Table 9 The ablation study of sliding interval on three test datasets

4 Discussion and conclusion

By evaluating the effectiveness of each component in the network in the previous section, it can be concluded that the reasons why the proposed method can achieve good results can be attributed to the following four aspects. Firstly, a lightweight residual multi-scale feature extraction module MSFE is proposed in this paper, which can extract multi-scale features of images from multiple paths and improve the feature utilization of images. Secondly, a zero padding operation is used in the convolution layer to ensure the input and output images are of the same size, which solves the problem of image structure information loss due to continuous down-sampling. Thirdly, due to the over-fitting phenomenon that may be caused by the deepening of the network, we add a batch normalization layer to the network to alleviate this problem. Finally, the hybrid loss function, which consist of MSE loss, perceptual loss, and SSIM loss, helps to improve the performance of the proposed network further.

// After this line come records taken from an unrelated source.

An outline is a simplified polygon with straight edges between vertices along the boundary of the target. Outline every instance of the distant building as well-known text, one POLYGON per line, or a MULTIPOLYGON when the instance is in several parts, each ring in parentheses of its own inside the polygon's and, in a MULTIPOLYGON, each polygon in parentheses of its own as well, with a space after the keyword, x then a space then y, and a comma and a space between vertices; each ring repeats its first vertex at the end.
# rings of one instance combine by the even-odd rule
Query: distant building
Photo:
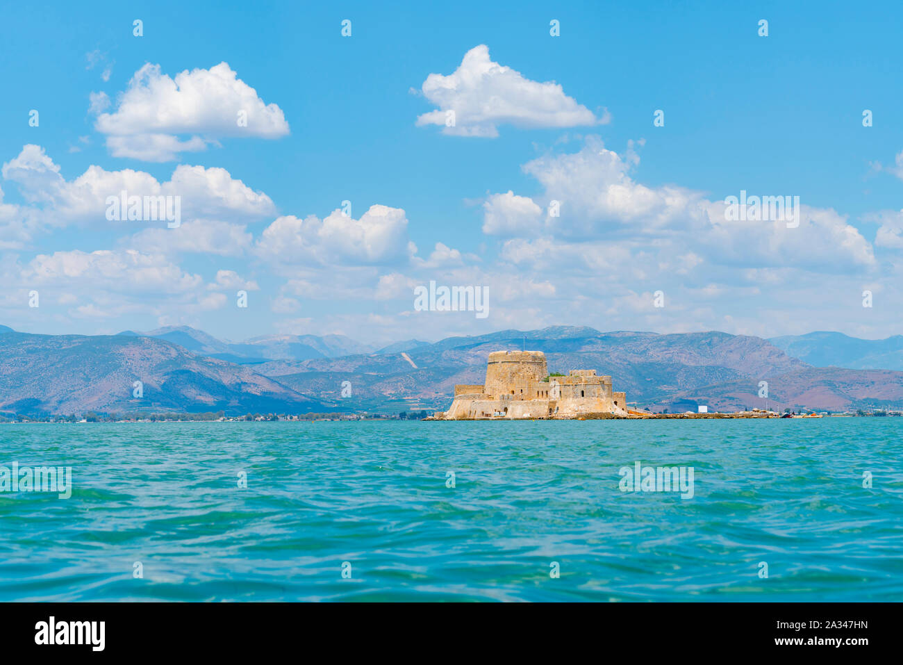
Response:
POLYGON ((550 376, 545 354, 538 351, 489 353, 486 382, 455 386, 448 411, 435 417, 575 418, 589 414, 627 416, 627 399, 611 389, 611 377, 595 370, 572 370, 568 376, 550 376))

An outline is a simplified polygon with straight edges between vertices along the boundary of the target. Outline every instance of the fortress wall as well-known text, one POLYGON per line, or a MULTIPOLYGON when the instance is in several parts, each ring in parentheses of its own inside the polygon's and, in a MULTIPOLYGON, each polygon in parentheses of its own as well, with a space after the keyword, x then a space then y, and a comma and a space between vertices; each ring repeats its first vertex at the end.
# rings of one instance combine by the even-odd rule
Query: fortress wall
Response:
POLYGON ((593 370, 573 370, 566 377, 552 377, 548 382, 540 380, 547 374, 545 356, 540 351, 490 353, 486 384, 455 386, 452 407, 445 412, 444 417, 579 417, 590 413, 627 415, 626 395, 612 391, 611 377, 597 376, 593 370), (496 417, 496 413, 502 415, 496 417))
POLYGON ((516 396, 521 394, 521 389, 528 395, 529 382, 538 381, 546 374, 545 354, 541 351, 495 351, 489 353, 484 389, 492 396, 510 394, 512 389, 516 396))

This is because the hybrid loss function synthesizes the characteristics of a single loss function, evaluates and guides the network training from multiple perspectives, making the performance of the network further improved [27].

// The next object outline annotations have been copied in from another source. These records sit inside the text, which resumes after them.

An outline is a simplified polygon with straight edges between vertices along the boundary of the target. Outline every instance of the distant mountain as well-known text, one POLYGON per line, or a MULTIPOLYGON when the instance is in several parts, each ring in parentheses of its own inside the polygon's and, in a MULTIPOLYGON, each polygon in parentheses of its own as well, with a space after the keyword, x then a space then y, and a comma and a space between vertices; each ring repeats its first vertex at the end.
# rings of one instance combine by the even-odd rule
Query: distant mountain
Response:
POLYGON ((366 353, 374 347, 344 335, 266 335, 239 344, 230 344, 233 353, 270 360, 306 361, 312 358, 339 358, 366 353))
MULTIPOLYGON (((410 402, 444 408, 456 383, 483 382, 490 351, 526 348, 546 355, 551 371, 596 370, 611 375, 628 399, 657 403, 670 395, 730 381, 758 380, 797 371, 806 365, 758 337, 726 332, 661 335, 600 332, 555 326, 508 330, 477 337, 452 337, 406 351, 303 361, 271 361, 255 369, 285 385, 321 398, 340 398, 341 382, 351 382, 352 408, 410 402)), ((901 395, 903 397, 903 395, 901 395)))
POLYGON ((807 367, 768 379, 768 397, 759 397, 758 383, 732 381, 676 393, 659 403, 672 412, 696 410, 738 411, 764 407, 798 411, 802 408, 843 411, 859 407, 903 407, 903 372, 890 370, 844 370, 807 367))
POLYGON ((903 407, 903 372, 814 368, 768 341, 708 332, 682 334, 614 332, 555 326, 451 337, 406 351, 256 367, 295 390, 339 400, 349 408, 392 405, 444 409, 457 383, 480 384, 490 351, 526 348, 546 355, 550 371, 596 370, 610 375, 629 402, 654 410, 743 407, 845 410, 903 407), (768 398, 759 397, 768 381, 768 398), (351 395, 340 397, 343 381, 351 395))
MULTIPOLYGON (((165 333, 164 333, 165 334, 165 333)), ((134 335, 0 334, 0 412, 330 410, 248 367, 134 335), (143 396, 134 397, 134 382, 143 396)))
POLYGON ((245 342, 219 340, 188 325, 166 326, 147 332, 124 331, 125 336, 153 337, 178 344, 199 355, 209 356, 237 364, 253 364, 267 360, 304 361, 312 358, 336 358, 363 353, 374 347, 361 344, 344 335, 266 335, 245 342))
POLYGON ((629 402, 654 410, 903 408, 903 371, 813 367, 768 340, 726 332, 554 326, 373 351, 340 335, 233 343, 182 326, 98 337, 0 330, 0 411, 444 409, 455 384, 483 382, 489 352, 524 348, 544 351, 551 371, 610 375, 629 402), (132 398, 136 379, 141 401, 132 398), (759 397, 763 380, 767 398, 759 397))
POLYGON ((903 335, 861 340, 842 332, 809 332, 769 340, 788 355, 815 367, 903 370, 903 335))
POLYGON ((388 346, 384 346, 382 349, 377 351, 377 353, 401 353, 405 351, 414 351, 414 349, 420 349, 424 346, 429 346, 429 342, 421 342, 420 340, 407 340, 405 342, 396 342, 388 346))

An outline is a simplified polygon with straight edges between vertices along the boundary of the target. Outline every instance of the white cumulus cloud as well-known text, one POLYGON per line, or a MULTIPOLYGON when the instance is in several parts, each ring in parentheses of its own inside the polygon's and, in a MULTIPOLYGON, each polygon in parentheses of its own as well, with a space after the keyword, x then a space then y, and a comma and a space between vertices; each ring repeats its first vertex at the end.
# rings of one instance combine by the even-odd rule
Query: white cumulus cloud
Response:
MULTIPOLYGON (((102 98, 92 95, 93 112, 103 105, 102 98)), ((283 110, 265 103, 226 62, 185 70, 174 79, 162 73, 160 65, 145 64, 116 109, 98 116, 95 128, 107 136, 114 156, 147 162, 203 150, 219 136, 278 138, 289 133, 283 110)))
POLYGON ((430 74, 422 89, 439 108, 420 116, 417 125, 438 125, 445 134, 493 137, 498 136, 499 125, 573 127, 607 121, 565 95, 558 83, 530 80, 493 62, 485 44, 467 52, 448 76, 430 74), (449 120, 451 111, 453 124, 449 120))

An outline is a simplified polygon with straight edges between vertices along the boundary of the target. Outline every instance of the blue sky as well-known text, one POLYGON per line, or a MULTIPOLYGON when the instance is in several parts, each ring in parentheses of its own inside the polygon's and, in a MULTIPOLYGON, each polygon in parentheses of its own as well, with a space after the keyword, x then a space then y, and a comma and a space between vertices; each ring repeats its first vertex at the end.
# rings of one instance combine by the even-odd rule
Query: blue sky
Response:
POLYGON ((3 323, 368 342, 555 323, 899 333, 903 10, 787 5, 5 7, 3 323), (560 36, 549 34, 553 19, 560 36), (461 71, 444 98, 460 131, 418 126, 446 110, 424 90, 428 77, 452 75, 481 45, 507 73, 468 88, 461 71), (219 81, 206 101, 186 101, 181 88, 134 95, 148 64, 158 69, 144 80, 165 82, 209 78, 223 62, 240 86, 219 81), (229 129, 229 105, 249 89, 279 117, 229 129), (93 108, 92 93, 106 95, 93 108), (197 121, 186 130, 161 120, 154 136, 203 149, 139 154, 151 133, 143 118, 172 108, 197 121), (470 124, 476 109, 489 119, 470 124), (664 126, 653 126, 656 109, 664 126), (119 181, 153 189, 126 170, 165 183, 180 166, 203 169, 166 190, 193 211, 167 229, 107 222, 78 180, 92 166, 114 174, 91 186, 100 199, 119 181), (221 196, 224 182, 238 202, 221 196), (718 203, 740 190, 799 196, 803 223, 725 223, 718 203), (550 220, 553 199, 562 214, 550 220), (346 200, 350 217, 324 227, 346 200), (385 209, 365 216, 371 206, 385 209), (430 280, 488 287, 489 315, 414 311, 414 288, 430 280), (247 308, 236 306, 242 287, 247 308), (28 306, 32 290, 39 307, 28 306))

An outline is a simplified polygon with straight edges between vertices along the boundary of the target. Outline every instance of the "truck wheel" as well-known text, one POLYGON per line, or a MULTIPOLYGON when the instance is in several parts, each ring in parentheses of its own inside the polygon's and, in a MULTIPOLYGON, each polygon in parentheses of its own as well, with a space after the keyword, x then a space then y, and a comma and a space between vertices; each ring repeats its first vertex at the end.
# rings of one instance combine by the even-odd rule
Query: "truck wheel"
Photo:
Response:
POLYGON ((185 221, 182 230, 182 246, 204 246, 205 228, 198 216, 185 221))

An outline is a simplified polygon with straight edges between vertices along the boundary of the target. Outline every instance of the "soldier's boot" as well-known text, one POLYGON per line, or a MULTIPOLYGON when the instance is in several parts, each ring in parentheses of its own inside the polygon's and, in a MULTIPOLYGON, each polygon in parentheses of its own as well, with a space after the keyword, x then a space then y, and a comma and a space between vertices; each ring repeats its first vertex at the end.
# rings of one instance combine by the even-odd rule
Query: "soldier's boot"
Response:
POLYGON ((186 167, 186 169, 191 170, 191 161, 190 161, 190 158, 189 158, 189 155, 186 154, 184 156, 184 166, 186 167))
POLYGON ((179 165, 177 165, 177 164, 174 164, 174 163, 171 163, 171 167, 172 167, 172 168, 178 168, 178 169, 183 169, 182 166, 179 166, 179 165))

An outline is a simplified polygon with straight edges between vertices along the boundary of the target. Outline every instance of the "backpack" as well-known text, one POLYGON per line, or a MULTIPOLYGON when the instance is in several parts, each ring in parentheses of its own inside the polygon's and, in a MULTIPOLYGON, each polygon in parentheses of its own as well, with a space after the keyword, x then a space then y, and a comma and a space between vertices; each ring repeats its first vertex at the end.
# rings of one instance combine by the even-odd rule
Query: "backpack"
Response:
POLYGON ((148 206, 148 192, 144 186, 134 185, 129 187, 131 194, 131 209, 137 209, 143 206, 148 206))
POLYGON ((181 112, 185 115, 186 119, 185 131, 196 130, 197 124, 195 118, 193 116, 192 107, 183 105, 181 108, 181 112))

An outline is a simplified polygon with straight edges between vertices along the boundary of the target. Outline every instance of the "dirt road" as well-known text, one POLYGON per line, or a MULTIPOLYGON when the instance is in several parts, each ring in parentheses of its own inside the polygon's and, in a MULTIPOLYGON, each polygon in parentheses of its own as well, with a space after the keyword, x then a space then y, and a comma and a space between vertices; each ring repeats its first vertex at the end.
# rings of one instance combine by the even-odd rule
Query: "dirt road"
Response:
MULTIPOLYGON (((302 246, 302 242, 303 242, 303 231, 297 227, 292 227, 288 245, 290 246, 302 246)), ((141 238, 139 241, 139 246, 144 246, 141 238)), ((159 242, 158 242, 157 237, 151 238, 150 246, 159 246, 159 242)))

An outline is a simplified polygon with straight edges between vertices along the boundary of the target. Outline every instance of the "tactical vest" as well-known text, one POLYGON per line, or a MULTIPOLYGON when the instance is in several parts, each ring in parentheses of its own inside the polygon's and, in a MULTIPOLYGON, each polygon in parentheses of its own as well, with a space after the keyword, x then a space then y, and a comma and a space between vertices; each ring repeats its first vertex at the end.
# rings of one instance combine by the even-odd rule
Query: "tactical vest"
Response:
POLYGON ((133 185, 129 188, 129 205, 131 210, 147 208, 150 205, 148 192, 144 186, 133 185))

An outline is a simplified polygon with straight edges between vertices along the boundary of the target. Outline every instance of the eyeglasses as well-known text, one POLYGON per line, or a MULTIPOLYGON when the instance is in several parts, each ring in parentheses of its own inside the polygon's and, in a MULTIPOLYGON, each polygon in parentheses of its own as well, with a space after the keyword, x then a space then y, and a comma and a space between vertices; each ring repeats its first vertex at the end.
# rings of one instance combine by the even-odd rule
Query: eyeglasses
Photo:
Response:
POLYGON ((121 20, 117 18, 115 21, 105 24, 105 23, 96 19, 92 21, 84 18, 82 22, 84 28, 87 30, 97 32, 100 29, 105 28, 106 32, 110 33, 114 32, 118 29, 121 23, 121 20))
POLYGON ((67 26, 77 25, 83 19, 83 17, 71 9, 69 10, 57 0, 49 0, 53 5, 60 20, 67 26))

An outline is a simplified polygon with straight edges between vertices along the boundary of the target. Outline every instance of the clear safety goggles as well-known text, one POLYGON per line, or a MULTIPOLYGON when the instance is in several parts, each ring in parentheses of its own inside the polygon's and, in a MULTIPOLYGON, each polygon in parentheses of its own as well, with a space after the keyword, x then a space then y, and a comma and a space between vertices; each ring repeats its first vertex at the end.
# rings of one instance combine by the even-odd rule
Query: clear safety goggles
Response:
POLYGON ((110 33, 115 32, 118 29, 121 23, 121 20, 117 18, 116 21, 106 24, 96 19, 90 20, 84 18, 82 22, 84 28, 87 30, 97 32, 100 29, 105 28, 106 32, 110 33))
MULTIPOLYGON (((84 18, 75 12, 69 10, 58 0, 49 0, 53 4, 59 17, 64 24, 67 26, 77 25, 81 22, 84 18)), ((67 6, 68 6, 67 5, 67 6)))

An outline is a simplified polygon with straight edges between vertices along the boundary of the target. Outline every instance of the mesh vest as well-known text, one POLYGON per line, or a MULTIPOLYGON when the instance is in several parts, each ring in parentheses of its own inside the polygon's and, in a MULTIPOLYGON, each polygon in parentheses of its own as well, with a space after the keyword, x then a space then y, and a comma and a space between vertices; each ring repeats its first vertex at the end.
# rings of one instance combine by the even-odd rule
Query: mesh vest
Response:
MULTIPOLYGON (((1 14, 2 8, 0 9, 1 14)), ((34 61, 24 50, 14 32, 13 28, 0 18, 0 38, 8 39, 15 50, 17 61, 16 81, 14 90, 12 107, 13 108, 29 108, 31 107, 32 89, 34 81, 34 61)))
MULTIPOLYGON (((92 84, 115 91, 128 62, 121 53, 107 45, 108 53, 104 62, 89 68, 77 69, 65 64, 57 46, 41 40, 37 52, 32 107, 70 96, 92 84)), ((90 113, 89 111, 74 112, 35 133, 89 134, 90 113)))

Our proposed multi-scale feature extraction module is effective to extract rich information from LDCT images. The proposed hybrid loss is beneficial to focus on multiple features of the image and improves the comprehensive utilization rate of the information and features. Finally, the quality of denoised image is improved. The contribution of this paper includes two aspects. On the one hand, we proposed a method to improve the utilization rate of image features and finally improved the denoised image quality effectively. On the other hand, our method provides ideas to improve the utilization rate of image and noise features from more angles and aspects to further improve the quality of LDCT images. Despite MSFREDCNN has achieved satisfactory experimental results, there are still some problems to be solved. First, the noise prior information is not utilized in our model. Second, our network is lack of self-adaptive attention on the most important parts of the image. In the future, we will analyze the characteristics of speckle noise and streak artifacts in LDCT images, study their distinguishing features, and design different noise suppression modules. In addition, we will introduce attention mechanisms, design high-level statistical attention module, and improve the noise reduction ability of the network.

In conclusion, we proposed residual multi-scale feature extraction network with hybrid loss for LDCT image denoising. In our experiments, we analyze the denoising performance of the proposed MSFREDCNN both subjectively and objectively. In addition, ablation experiments for network structure, objective loss, patch size, and sliding interval are performed. Experimental results showed that our method outperforms some related denoising networks.